Best stocks to invest in

NetApp Inc. NTAP is set to report second-quarter fiscal 2017 results on Nov 16. Last quarter, the company reported a positive earnings surprise of 55.56%. We note that the company has beaten the Zacks Consensus Estimate in three out of last four trailing quarters, with an average positive surprise of 14.52%.

Let’s see how things are shaping up prior to this announcement.

Factors to Consider

NetApp is expected to gain momentum in the flash-based solutions space, with the newly introduced all-flash array. The company has been recognized a Leader in the 2016 Gartner Magic Quadrant for Solid-State Arrays. Additionally, the company’s improving penetration at the mid-size business segment is positive.

We believe that NetApp’s recent product launches and expanding product portfolio will drive top-line growth in the near term.

Further, the company is focused on consolidating its international footprint. The appointment of Fredy Cheung as area vice president, Greater China, is anticipated to boost NetApp’s market share in the country.

However, tepid IT spending for the rest 2016 raises concerns about the company’s near-term performance. Intensifying competition from Western Digital WDC and HP Inc. add to its woes.

Earnings Whispers

Our proven model does not conclusively show that NetApp will beat earnings this quarter. This is because a stock needs to have both a positive Earnings ESPand a Zacks Rank #1 (Strong Buy), 2 (Buy) or 3 (Hold) for this to happen. However, that is not the case here, as you will see below.

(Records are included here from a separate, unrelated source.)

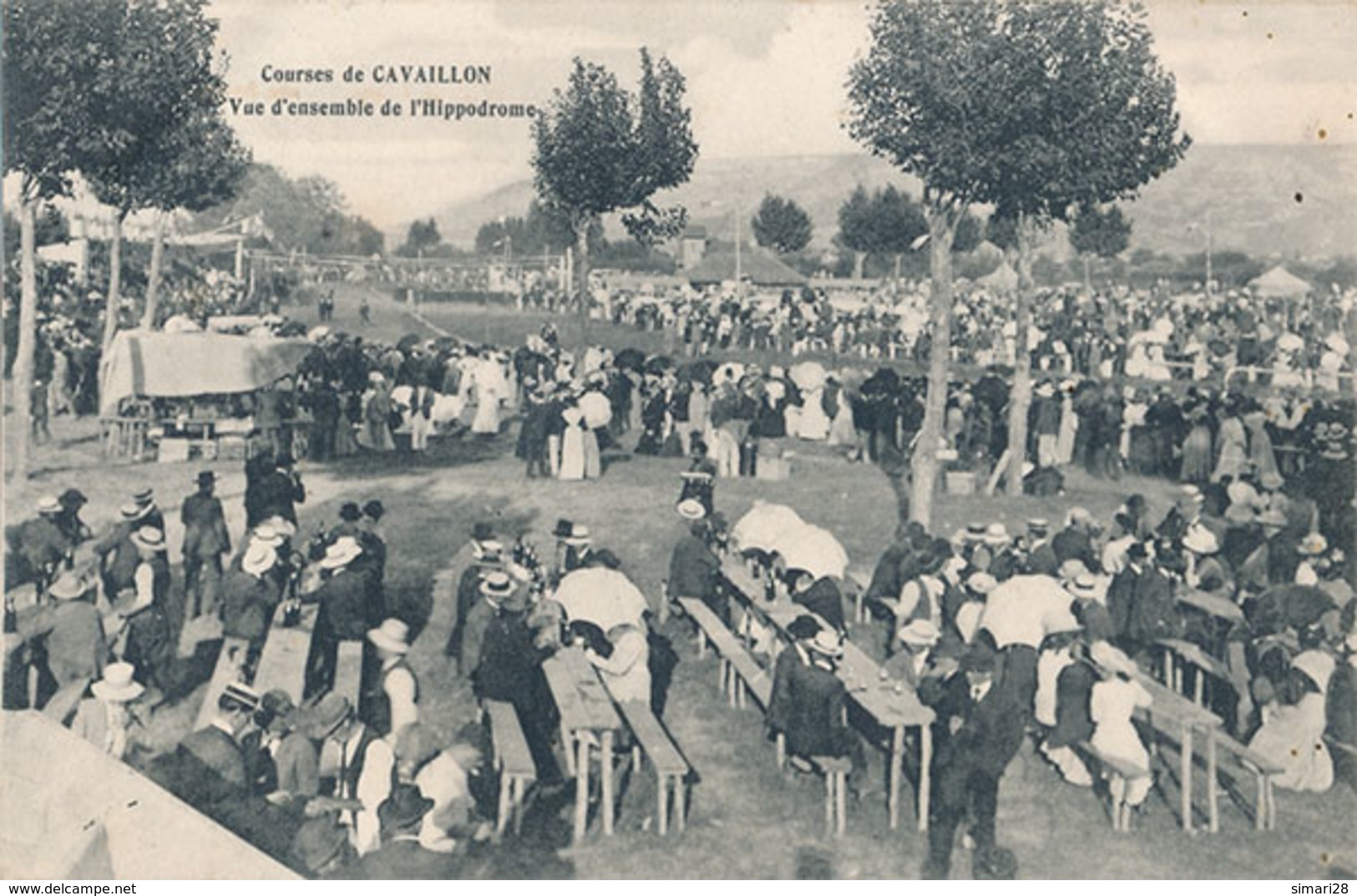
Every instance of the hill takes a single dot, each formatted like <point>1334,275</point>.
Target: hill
<point>1263,200</point>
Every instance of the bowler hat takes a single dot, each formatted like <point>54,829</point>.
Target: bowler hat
<point>405,808</point>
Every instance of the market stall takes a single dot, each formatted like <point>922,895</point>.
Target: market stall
<point>178,395</point>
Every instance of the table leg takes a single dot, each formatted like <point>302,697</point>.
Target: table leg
<point>924,774</point>
<point>581,789</point>
<point>1185,778</point>
<point>1212,807</point>
<point>605,761</point>
<point>897,747</point>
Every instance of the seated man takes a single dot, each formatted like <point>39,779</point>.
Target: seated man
<point>808,703</point>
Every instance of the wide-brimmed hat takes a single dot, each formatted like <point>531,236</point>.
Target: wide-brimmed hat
<point>1111,659</point>
<point>258,558</point>
<point>72,499</point>
<point>417,744</point>
<point>327,716</point>
<point>1313,544</point>
<point>392,635</point>
<point>920,633</point>
<point>1273,518</point>
<point>319,841</point>
<point>495,584</point>
<point>149,538</point>
<point>1085,585</point>
<point>827,642</point>
<point>403,808</point>
<point>343,551</point>
<point>117,685</point>
<point>1200,540</point>
<point>69,585</point>
<point>691,509</point>
<point>981,583</point>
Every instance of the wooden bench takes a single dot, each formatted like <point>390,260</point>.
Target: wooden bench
<point>349,671</point>
<point>514,763</point>
<point>740,672</point>
<point>669,765</point>
<point>1263,772</point>
<point>231,666</point>
<point>1120,809</point>
<point>286,653</point>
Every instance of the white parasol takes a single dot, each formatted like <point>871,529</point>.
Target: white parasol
<point>763,525</point>
<point>808,375</point>
<point>814,550</point>
<point>601,596</point>
<point>1024,609</point>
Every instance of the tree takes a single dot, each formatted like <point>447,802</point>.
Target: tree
<point>54,64</point>
<point>159,136</point>
<point>781,225</point>
<point>857,227</point>
<point>421,238</point>
<point>1096,231</point>
<point>600,149</point>
<point>1063,102</point>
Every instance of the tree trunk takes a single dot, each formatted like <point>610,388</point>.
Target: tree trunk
<point>158,251</point>
<point>582,271</point>
<point>942,230</point>
<point>28,347</point>
<point>110,307</point>
<point>1020,401</point>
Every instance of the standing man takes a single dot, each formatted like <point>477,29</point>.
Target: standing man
<point>977,731</point>
<point>392,702</point>
<point>205,539</point>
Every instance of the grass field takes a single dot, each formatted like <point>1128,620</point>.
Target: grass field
<point>747,820</point>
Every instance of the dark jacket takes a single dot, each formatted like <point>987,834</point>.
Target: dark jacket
<point>694,570</point>
<point>808,707</point>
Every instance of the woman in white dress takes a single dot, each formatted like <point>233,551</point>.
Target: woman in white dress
<point>1294,733</point>
<point>573,443</point>
<point>1111,706</point>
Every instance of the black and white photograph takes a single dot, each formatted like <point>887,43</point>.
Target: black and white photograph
<point>612,440</point>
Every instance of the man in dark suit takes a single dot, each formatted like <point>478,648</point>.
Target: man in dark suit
<point>401,856</point>
<point>205,539</point>
<point>977,731</point>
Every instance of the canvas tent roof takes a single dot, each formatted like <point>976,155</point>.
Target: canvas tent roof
<point>760,266</point>
<point>73,812</point>
<point>152,364</point>
<point>1279,282</point>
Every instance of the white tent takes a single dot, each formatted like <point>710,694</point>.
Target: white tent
<point>75,812</point>
<point>1279,282</point>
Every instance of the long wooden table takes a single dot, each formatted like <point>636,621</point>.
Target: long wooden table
<point>890,707</point>
<point>282,664</point>
<point>586,717</point>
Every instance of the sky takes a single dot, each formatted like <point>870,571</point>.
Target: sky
<point>764,78</point>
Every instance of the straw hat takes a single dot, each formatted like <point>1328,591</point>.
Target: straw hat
<point>920,633</point>
<point>1111,659</point>
<point>1313,544</point>
<point>392,635</point>
<point>827,642</point>
<point>258,559</point>
<point>117,685</point>
<point>343,551</point>
<point>1200,540</point>
<point>149,538</point>
<point>68,587</point>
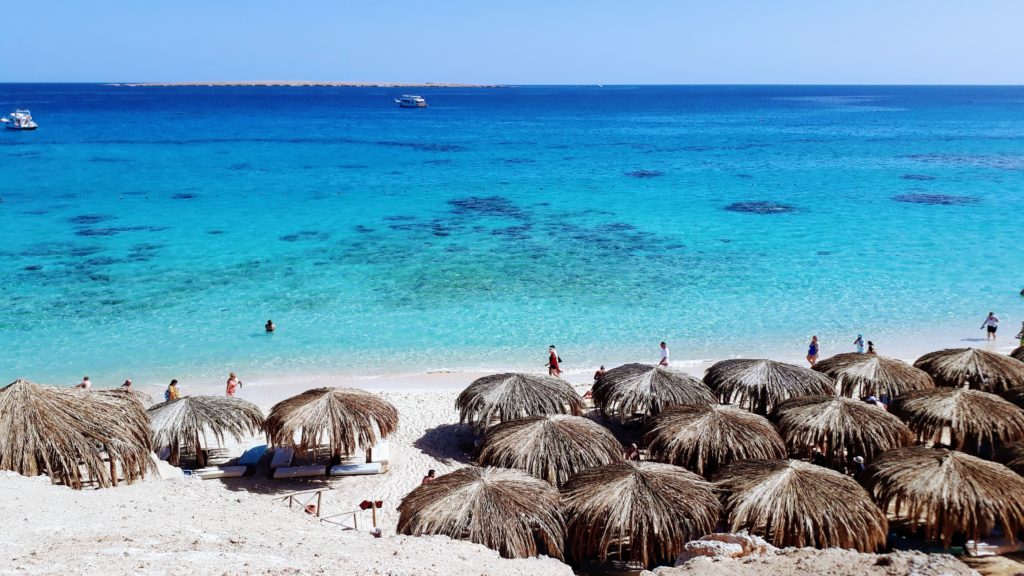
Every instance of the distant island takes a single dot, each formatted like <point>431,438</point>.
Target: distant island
<point>313,83</point>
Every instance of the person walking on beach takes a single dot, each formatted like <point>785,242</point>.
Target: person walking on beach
<point>172,392</point>
<point>812,352</point>
<point>233,383</point>
<point>554,369</point>
<point>991,324</point>
<point>859,342</point>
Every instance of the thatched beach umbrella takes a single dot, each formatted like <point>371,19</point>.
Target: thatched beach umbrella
<point>511,396</point>
<point>346,419</point>
<point>551,448</point>
<point>948,492</point>
<point>973,368</point>
<point>794,503</point>
<point>705,439</point>
<point>860,375</point>
<point>972,418</point>
<point>837,424</point>
<point>72,436</point>
<point>642,512</point>
<point>504,509</point>
<point>182,422</point>
<point>641,388</point>
<point>760,384</point>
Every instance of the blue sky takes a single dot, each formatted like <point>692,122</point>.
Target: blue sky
<point>525,42</point>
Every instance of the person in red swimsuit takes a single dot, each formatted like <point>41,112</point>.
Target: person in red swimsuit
<point>553,360</point>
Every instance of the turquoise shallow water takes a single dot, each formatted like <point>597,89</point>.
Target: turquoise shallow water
<point>151,232</point>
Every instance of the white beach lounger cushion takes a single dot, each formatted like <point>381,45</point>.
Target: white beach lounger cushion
<point>220,471</point>
<point>282,458</point>
<point>356,469</point>
<point>252,456</point>
<point>300,471</point>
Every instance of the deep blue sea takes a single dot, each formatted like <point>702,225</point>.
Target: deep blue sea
<point>151,232</point>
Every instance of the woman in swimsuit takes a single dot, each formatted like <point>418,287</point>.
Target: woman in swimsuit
<point>812,351</point>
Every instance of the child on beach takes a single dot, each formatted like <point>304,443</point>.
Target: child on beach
<point>553,362</point>
<point>859,342</point>
<point>812,352</point>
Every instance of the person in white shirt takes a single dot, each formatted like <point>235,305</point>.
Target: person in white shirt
<point>992,324</point>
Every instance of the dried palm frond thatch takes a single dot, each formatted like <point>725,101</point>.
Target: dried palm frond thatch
<point>551,448</point>
<point>973,368</point>
<point>641,512</point>
<point>947,492</point>
<point>860,375</point>
<point>73,436</point>
<point>794,503</point>
<point>511,396</point>
<point>972,418</point>
<point>841,427</point>
<point>705,439</point>
<point>346,419</point>
<point>1013,457</point>
<point>504,509</point>
<point>760,384</point>
<point>1015,396</point>
<point>182,422</point>
<point>1018,354</point>
<point>641,388</point>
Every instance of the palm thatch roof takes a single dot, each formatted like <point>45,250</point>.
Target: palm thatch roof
<point>504,509</point>
<point>73,436</point>
<point>510,396</point>
<point>972,418</point>
<point>859,375</point>
<point>973,368</point>
<point>760,384</point>
<point>641,388</point>
<point>182,422</point>
<point>344,418</point>
<point>705,439</point>
<point>642,512</point>
<point>794,503</point>
<point>948,492</point>
<point>551,448</point>
<point>1018,354</point>
<point>1015,395</point>
<point>1013,457</point>
<point>837,424</point>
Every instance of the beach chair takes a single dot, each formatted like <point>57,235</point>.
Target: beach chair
<point>252,456</point>
<point>212,472</point>
<point>300,471</point>
<point>282,458</point>
<point>357,469</point>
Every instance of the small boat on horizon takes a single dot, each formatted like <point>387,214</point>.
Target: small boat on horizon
<point>19,120</point>
<point>408,100</point>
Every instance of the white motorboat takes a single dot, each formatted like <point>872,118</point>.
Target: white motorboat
<point>19,120</point>
<point>411,101</point>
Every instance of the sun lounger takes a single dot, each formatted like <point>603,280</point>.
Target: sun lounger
<point>252,456</point>
<point>220,471</point>
<point>299,471</point>
<point>357,469</point>
<point>282,458</point>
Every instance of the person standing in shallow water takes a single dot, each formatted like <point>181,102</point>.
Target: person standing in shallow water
<point>554,368</point>
<point>990,325</point>
<point>812,352</point>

Zacks ESP: The Earnings ESP which represents the difference between the Most Accurate estimate and the Zacks Consensus Estimate, currently stands at -2.63%. This is because the Most Accurate estimate of 37 cents is lower than the Zacks Consensus Estimate of 38 cents.You can uncover the best stocks to buy or sell before they’re reported with our Earnings ESP Filter.

Zacks Rank: NetApp has a Zacks Rank #3, which increases the predictive power of ESP. However, the negative ESP makes surprise prediction difficult.

Note that we caution against stocks with a Zacks Rank #4 or 5 (Strong Sell) going into the earnings announcement, especially when the company is seeing negative estimate revisions momentum.

Stocks to Consider

Here are a couple of stocks that you may want to consider, as our model shows that they have the right combination of elements to post an earnings beat this quarter:

Wal-Mart Stores WMT, with an Earnings ESP of +1.04% and a Zacks Rank #3.

Best Buy BBY, with an Earnings ESP of +4.26% and a Zacks Rank #1.